Mientras lo atravesaba, con tristeza y miedo, algunas frases sueltas se le clavaron en la conciencia.

—¡Otro crimen de ese maldito Dante! ¡Santa María, Madre de Dios! ¿Cuándo cesará este castigo? ¡Nos dejarán morir a todos como ratas! ¡Satanás se ha apoderado de Florencia!

El autor de aquellos gritos llamó sobremanera la atención de Dante.
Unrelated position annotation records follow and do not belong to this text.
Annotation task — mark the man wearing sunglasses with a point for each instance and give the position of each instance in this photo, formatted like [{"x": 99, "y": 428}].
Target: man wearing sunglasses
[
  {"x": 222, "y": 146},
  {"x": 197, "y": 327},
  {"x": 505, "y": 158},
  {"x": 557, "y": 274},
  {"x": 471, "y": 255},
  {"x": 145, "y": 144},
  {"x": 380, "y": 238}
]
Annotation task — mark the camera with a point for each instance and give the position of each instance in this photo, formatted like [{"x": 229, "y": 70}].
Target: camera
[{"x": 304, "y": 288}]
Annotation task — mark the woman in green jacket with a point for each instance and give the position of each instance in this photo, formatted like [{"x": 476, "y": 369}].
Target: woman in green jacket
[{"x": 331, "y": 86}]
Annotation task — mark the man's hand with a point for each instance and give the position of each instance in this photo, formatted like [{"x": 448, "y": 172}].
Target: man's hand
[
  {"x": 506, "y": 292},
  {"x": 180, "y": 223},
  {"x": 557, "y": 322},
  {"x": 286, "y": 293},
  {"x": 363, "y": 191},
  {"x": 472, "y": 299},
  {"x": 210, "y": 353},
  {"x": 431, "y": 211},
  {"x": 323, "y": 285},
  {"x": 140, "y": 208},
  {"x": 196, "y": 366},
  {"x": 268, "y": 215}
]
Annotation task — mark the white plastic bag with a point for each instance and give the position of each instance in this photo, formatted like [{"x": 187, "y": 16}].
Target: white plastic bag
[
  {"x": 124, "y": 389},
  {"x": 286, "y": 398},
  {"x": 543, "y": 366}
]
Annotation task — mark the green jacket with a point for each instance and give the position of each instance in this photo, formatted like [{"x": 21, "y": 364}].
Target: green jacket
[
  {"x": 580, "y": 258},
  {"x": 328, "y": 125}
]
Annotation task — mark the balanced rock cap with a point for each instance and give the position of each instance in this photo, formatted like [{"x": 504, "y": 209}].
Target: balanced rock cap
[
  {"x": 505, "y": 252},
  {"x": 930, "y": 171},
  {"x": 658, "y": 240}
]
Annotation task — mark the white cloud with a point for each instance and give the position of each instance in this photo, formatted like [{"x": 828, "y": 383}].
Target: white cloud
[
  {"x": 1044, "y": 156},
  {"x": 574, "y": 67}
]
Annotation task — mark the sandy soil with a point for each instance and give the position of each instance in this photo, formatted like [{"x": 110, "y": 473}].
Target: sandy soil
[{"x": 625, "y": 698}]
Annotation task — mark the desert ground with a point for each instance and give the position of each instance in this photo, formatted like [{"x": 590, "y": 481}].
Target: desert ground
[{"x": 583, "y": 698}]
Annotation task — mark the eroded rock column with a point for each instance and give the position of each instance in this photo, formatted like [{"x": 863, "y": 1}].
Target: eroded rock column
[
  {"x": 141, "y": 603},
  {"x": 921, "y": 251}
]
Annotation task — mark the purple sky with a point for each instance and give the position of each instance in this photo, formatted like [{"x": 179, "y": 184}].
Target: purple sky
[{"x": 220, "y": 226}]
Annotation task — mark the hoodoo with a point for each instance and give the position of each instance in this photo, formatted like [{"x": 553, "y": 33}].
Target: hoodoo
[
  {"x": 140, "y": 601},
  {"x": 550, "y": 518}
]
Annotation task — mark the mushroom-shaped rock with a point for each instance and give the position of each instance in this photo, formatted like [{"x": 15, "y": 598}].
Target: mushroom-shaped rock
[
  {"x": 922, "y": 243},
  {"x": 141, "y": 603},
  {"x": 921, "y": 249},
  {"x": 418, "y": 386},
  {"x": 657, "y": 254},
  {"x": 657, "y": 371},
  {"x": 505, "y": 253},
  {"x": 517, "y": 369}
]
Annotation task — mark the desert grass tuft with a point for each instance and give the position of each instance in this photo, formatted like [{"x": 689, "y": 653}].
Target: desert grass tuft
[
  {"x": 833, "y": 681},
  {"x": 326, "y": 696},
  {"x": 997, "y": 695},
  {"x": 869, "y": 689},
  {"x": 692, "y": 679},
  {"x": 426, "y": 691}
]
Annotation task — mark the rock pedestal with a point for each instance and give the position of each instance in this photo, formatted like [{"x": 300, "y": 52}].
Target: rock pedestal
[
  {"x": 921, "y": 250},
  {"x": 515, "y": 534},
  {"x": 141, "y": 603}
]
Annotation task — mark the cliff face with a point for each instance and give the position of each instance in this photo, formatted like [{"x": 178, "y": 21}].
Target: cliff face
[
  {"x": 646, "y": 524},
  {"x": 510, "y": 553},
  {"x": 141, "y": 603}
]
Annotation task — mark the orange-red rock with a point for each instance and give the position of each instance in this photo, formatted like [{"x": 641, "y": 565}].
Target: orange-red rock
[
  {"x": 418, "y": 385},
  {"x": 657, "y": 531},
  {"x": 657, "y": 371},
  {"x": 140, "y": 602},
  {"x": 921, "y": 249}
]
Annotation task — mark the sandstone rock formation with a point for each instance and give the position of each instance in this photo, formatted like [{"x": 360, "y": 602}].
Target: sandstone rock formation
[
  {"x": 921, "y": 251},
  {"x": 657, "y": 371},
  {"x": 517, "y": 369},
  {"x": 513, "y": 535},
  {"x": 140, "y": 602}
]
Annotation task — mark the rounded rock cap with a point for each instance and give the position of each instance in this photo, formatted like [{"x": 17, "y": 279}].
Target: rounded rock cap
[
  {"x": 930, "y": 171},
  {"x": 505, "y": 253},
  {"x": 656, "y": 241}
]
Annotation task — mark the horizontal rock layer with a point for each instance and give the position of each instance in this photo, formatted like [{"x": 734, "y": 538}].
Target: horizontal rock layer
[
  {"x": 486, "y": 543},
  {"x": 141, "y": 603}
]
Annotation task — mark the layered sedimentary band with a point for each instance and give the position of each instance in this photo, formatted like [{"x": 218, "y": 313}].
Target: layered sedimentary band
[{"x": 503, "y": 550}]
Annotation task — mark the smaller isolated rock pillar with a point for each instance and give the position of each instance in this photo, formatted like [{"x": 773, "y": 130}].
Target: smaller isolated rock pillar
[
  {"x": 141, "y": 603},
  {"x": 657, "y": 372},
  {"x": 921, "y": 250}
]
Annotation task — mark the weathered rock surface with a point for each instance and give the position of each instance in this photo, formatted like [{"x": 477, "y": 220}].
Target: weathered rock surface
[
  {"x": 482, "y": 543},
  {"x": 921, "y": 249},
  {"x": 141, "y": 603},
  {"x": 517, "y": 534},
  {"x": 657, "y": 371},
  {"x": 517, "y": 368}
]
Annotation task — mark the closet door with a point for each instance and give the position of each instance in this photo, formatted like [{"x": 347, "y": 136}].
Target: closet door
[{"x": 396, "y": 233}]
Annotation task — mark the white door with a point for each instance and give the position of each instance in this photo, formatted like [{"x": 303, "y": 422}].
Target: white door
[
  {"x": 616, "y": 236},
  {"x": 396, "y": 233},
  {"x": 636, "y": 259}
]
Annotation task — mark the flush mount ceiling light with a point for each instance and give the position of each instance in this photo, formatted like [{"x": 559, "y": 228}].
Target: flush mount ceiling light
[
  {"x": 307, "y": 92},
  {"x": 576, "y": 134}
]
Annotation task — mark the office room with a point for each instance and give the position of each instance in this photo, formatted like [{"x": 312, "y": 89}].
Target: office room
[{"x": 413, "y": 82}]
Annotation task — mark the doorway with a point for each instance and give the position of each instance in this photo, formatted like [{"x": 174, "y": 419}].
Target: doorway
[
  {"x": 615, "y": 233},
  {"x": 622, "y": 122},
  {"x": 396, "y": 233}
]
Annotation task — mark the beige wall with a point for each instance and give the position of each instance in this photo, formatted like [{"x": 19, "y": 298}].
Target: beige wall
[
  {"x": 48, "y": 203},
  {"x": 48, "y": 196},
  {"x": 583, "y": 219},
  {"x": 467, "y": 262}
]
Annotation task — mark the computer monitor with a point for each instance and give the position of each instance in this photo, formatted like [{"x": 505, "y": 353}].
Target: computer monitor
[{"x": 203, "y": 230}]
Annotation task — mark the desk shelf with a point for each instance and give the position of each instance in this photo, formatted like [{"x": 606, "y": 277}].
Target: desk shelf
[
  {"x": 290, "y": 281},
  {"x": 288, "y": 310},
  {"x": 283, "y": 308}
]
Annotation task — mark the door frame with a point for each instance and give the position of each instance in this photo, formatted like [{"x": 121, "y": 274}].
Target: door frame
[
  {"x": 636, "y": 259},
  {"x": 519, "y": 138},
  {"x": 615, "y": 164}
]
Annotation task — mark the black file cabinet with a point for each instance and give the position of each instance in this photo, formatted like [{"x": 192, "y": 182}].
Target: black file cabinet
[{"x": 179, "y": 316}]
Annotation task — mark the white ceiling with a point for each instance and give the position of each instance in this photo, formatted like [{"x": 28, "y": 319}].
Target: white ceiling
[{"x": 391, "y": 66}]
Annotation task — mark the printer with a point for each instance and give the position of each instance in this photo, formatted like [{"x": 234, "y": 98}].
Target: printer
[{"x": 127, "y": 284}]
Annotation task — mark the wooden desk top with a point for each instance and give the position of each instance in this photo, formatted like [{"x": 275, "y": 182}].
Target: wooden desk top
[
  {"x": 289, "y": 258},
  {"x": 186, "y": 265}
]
Se trataba de un individuo extrañamente apasionado que clamaba a las multitudes como si esperara de ellas algo más que un apoyo implícito. Era un hombre grande y desaliñado, de gesto torvo y rostro de truhán violento y sin escrúpulos. Tocado con un bonete verde y mugriento de apariencia añeja, apenas ocultaba la falta de ambas orejas. Iba descalzo, portaba los restos de unas calzas sucias y roídas, y vestía su cuerpo con una casaca basta de color indefinido, agujereada y con las mangas arrancadas. El poeta observó que también le faltaba una mano, que le había sido seccionada limpiamente a la altura de la muñeca. Era un ladrón, carne de cepo y tajo, castigado y reticente. Su presencia y sus palabras, sus reivindicaciones y enardecidas quejas eran mucho más que sorprendentes. En aquel ambiente de tensión, algunos grupos se enfrentaban con gran violencia verbal. Se mostraban casi a punto de llegar a las manos, se recriminaban entre sí, defendían la opción política propia y escupían su odio hacia la de los adversarios.